Il va récompenser les meilleures enquêtes journalistiques de l’année 2016 dans les journaux papiers ou électroniques. Les articles parus durant le mois de janvier 2017 seront également pris en compte par le jury. En 2014, lors de la première édition, les trois lauréats s’étaient partagé les 300 000 dinars destinés à récompenser le meilleur article. Le jury, présidé par Lotfi Madani, comme pour cette seconde édition, avait jugé qu’aucun article ne se détachait pour obéir tout à fait au cahier des charges de l’investigation de presse.

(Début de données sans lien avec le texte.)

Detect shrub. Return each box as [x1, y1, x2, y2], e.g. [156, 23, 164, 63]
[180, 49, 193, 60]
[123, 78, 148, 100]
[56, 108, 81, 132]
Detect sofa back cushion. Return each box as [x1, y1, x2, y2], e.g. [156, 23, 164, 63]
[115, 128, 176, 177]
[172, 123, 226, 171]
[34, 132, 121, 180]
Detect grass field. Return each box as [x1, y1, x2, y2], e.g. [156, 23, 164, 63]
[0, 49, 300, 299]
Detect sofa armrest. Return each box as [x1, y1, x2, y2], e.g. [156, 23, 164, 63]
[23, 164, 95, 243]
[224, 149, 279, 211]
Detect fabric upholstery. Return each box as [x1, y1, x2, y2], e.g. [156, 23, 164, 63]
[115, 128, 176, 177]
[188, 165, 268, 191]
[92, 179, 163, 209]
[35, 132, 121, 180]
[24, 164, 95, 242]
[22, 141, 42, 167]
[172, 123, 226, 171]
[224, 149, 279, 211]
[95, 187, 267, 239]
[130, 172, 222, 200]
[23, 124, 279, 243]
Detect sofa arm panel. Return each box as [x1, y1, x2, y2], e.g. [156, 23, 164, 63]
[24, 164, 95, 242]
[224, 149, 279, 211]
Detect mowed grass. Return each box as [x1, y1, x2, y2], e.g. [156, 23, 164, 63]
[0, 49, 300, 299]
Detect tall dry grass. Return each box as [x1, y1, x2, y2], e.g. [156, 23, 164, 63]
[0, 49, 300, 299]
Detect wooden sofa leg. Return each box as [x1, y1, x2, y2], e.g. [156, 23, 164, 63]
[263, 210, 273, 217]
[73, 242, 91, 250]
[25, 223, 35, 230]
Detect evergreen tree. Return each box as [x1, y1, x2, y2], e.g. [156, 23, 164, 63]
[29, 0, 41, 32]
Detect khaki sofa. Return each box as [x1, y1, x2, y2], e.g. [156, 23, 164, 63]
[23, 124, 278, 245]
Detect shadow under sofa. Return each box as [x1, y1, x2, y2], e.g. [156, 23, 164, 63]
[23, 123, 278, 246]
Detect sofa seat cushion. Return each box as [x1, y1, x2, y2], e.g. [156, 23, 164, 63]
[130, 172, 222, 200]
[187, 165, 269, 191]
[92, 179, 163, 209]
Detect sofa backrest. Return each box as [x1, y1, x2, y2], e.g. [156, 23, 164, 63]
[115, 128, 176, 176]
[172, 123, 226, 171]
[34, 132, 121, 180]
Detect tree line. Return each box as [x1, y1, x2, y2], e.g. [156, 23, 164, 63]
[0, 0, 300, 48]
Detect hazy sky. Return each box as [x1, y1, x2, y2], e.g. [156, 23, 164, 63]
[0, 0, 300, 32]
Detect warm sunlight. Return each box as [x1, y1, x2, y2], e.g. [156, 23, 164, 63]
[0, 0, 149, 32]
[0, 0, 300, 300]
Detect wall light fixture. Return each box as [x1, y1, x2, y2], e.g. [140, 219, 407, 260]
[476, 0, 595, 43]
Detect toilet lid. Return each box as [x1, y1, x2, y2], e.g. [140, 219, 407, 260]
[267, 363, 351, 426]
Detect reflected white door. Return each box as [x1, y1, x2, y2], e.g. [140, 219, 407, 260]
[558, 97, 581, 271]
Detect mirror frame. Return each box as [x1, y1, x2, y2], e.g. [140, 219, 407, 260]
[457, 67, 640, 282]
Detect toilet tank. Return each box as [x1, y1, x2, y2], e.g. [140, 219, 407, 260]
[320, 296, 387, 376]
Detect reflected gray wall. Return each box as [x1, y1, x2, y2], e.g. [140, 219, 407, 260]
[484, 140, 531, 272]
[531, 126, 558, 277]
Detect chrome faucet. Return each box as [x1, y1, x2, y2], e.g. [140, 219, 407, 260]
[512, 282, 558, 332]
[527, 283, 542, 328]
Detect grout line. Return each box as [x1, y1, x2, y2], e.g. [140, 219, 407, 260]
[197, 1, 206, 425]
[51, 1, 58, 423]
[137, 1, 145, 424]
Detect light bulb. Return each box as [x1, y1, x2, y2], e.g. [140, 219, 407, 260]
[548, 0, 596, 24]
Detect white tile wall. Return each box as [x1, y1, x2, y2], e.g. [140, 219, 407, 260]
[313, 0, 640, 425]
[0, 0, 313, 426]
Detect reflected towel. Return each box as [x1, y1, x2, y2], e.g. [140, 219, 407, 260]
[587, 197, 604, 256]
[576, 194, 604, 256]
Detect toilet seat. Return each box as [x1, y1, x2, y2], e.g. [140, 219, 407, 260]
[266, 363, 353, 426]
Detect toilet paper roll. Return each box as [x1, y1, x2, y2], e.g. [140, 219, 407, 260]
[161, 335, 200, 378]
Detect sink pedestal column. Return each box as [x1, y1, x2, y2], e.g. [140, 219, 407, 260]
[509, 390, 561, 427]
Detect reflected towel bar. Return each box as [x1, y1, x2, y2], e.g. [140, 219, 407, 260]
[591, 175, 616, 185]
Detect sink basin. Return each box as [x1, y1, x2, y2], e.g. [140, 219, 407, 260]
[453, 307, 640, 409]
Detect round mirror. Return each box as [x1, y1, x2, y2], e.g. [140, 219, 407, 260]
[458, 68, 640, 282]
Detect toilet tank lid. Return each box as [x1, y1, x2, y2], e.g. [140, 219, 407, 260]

D’où le partage sur trois lauréats. Le 27 avril 2014, le jury avait primé trois travaux portant l’un sur les migrants algériens à Malte (Hacène Ouali), le second sur le trafic de sable (Meziane Abane) et le troisième sur le chômage (Mohamed Koursi). «Les affaires ont été nombreuses et leur traitement dans la presse algérienne s’est quelque peu rapproché des règles de l’article d’investigation », estiment les responsables du journal Maghreb émergent , en citant entre autre le scandale des « Panama Papers », ou l’affaire Saipem ayant impliqué des personnalités politiques algériennes. Un type de journalisme que les organisateurs du Prix Ali-Boudoukha souhaitent ainsi encourager, déclarant notamment dans le communiqué de présentation de la distinction que « plus que jamais, l’investigation de presse a besoin de soutien et de protection. A l’intérieur des rédactions, mais aussi par les lecteurs et les citoyens ».